In 1890, UP merged these railroads (except the Ft. Worth & Denver) into the Union Pacific, Denver and Gulf Railway. But UP lost control of them when it went bankrupt after the Panic of 1893. A man named Frank Trumbull became receiver of UP’s Colorado subsidiaries, and in 1899 he merged them together to form the Colorado and Southern (keeping the FW&D independent, of course).
In 1908, the Burlington bought the Colorado & Southern, thus transferring what had once been UP’s Denver-Texas lines to James J. Hill’s empire. This purchase is often credited to James J. Hill himself, and Hill and his son James N. Hill both served on C&S’s board of directors. But the Burlington had contemplated buying the C&S before Hill bought the Burlington in 1904, and Hill never once rode over the rails of the C&S or FW&D railways (though his son, an early investor in Texaco, might have). Meanwhile, Trumbull–who had started as a clerk on the MKT when he was just 15 years old–went on to become chairman of the Chesapeake and Ohio Railroad.

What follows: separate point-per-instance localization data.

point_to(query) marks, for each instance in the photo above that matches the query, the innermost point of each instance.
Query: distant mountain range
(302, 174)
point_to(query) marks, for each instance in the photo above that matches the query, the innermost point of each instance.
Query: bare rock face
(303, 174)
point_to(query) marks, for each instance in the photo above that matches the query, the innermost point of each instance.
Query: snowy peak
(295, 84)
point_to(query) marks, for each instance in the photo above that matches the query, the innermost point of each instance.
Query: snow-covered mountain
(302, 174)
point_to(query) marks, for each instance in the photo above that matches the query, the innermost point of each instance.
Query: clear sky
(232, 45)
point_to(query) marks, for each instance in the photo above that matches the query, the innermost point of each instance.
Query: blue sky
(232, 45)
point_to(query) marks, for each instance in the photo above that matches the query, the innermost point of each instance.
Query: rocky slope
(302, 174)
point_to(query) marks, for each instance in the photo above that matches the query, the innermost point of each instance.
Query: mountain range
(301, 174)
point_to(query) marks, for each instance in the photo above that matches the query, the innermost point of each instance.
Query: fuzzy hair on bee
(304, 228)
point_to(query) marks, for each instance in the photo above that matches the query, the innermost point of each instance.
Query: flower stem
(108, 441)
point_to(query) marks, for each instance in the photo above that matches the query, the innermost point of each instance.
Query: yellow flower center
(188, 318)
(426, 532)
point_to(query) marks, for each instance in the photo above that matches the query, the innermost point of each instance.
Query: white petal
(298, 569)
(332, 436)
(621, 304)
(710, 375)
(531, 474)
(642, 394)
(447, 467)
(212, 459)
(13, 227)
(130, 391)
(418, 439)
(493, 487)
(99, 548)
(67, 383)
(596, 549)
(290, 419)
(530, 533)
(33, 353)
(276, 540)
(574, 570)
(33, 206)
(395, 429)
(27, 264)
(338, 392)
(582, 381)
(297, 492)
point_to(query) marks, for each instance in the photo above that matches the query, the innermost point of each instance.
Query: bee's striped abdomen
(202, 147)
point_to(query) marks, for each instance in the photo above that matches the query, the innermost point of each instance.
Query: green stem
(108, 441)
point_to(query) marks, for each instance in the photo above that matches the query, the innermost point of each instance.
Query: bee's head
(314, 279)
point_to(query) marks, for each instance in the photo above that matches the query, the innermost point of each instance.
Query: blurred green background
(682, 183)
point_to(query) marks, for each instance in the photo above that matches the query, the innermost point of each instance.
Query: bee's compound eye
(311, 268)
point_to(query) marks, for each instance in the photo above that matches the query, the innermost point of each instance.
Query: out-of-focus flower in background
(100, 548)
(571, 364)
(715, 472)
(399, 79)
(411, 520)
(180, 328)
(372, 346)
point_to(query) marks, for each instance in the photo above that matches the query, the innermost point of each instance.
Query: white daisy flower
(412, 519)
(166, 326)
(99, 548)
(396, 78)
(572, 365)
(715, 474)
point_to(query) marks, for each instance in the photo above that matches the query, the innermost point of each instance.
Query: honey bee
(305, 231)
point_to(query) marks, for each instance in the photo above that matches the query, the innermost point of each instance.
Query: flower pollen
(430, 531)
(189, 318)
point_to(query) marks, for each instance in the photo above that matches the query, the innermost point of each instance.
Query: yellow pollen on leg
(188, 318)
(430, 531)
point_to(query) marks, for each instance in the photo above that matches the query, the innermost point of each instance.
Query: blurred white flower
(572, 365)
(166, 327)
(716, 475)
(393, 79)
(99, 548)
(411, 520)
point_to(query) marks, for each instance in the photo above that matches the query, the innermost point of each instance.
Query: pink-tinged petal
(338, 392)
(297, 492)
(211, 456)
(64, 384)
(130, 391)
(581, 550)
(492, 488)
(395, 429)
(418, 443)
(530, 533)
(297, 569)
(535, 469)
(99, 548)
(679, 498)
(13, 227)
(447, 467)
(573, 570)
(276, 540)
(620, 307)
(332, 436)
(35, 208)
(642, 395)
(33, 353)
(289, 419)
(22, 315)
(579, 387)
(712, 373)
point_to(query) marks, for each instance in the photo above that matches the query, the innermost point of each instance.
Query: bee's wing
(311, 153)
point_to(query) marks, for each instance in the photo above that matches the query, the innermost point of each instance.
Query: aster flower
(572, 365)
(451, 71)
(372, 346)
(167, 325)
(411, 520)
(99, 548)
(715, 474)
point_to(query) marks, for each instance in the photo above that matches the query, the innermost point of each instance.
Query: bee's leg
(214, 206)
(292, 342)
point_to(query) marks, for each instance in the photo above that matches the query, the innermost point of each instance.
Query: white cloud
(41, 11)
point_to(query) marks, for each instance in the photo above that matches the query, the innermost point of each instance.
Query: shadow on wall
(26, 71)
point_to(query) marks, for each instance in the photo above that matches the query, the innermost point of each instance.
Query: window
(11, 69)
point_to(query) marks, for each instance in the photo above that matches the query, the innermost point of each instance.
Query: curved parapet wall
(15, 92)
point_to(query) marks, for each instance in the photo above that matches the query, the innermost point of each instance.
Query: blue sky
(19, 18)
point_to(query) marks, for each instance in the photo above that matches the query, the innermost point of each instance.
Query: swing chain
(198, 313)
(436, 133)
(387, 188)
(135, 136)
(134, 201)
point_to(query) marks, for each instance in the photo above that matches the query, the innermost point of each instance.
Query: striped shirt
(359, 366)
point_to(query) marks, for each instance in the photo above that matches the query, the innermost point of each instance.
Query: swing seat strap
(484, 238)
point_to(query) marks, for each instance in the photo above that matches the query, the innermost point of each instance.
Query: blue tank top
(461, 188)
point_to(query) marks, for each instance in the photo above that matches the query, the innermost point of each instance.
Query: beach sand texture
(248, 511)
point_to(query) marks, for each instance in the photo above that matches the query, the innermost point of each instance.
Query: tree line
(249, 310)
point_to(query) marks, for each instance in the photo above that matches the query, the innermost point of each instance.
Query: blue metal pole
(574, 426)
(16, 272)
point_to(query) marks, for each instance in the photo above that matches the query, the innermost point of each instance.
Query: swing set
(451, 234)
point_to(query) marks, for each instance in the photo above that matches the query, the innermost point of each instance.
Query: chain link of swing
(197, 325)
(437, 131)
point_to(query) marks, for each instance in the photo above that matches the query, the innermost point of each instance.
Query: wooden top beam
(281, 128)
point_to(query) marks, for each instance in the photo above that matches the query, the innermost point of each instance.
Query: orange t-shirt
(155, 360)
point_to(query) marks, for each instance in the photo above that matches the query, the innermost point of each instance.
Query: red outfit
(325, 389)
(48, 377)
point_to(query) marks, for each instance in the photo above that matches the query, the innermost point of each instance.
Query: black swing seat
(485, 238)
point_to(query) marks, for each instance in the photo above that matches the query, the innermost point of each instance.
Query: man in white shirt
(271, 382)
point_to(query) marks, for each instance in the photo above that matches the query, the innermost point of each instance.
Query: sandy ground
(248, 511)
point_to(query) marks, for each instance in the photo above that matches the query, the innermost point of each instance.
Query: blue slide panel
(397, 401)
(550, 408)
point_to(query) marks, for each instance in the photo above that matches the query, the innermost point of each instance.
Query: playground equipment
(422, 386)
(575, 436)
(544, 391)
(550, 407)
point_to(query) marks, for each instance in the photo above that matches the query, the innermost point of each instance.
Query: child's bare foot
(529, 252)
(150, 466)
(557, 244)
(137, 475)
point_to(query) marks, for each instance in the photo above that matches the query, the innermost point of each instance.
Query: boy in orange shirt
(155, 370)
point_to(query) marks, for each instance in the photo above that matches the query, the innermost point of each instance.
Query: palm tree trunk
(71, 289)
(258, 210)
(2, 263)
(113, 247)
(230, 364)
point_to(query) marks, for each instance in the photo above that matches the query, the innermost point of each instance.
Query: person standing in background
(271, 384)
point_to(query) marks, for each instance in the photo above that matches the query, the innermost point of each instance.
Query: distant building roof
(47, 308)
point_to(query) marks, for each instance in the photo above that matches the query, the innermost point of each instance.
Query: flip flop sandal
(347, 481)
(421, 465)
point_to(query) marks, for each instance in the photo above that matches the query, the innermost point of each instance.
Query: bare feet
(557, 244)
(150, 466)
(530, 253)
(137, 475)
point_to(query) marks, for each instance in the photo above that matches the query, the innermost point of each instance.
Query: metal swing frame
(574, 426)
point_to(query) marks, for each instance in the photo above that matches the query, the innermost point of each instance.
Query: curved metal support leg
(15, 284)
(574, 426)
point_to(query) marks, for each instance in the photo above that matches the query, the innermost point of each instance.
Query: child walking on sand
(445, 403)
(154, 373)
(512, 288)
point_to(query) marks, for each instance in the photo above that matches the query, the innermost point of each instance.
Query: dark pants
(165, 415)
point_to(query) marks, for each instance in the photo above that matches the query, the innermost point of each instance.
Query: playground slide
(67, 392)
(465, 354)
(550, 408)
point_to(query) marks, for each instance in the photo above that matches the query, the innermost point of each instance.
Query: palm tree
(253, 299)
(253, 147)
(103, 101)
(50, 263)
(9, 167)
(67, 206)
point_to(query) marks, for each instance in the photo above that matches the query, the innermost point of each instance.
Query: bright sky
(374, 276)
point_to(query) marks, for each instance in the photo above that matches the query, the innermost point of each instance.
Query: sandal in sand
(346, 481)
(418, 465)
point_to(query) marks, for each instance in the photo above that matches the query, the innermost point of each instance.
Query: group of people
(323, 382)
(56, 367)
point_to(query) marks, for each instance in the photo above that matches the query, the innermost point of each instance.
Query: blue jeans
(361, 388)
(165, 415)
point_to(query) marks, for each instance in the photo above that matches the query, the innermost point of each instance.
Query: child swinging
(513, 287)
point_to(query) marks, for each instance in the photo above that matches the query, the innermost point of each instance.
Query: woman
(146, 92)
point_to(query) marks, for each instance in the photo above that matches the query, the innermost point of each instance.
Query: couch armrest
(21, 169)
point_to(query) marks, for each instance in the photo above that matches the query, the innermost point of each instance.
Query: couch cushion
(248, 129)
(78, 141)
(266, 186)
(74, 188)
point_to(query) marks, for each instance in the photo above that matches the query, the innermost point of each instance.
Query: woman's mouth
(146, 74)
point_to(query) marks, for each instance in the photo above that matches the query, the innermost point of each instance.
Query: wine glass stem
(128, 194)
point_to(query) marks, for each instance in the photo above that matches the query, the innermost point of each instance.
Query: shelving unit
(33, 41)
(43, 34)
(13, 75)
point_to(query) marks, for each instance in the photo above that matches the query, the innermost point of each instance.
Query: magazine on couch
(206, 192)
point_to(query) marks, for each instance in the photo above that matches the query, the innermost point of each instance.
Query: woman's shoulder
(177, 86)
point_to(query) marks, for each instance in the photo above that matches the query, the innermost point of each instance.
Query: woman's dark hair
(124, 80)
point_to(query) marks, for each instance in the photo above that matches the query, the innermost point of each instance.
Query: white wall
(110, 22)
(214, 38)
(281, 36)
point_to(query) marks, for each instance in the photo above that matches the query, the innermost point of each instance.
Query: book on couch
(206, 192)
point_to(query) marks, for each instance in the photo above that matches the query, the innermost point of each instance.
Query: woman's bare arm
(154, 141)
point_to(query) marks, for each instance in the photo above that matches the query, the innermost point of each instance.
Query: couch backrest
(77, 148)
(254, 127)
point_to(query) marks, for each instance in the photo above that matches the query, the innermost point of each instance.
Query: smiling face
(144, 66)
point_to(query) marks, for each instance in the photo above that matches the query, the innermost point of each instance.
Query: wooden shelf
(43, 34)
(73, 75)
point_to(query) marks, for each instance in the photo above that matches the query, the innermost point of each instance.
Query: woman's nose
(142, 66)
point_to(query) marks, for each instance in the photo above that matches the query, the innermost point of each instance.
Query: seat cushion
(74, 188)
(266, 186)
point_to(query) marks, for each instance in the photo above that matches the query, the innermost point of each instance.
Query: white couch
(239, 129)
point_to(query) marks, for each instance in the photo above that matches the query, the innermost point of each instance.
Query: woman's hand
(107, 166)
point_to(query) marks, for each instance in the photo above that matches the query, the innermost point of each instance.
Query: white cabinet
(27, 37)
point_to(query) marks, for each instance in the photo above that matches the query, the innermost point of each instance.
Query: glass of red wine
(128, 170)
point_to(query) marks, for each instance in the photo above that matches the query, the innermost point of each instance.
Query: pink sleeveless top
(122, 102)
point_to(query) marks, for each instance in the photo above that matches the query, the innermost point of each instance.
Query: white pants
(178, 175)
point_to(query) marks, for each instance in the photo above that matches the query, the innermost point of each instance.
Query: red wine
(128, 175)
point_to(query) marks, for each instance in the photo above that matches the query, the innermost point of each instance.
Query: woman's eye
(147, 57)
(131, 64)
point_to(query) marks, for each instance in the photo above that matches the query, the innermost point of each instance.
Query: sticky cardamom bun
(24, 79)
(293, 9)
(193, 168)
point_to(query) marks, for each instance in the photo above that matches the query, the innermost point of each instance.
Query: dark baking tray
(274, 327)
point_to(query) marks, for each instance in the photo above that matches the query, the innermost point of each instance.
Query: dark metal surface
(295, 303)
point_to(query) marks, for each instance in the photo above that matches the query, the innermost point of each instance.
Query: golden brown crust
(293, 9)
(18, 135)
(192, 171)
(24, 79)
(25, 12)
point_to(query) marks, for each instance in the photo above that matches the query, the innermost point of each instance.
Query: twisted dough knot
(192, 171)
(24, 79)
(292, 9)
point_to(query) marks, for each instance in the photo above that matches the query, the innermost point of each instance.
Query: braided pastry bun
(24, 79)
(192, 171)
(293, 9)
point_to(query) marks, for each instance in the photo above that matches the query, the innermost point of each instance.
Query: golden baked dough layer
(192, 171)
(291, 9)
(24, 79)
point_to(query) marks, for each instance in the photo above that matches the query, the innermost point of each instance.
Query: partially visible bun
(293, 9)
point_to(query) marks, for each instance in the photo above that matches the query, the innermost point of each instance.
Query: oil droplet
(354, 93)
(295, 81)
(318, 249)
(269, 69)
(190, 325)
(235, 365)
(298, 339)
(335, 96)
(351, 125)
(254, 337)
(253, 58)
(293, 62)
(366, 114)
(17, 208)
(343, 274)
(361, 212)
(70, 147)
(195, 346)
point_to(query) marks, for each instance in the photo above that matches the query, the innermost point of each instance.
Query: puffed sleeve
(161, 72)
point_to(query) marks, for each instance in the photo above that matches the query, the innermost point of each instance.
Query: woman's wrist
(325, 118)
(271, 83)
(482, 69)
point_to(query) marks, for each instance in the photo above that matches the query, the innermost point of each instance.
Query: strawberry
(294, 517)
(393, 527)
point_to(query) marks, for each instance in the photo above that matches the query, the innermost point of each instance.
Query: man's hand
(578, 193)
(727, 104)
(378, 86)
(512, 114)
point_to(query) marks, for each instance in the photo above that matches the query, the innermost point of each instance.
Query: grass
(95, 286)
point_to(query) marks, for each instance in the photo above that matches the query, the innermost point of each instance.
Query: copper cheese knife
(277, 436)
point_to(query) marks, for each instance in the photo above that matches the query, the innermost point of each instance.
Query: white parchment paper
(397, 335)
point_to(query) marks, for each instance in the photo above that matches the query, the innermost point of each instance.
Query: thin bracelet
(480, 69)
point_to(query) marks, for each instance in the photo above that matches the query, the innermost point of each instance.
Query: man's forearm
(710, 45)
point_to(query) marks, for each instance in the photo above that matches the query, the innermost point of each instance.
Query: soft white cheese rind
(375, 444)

Though this timetable is 12 pages long, only three pages actually have schedules of C&S trains. One page shows trains from Denver to Dallas and Dallas to Houston. A second page shows trains from Denver to Billings, though only the portion from Denver to Wendover, Wyoming was on the C&S. The third page has local trains such as Dallas-Lubbock and Wichita Falls-Abeline. This page also shows ten trip a day each way between Denver and Boulder; identified as “Burlington Transportation Company,” these must have been buses. The remaining pages are the usual lists of fares, station agents, a station index, and a centerfold map of the entire Burlington system.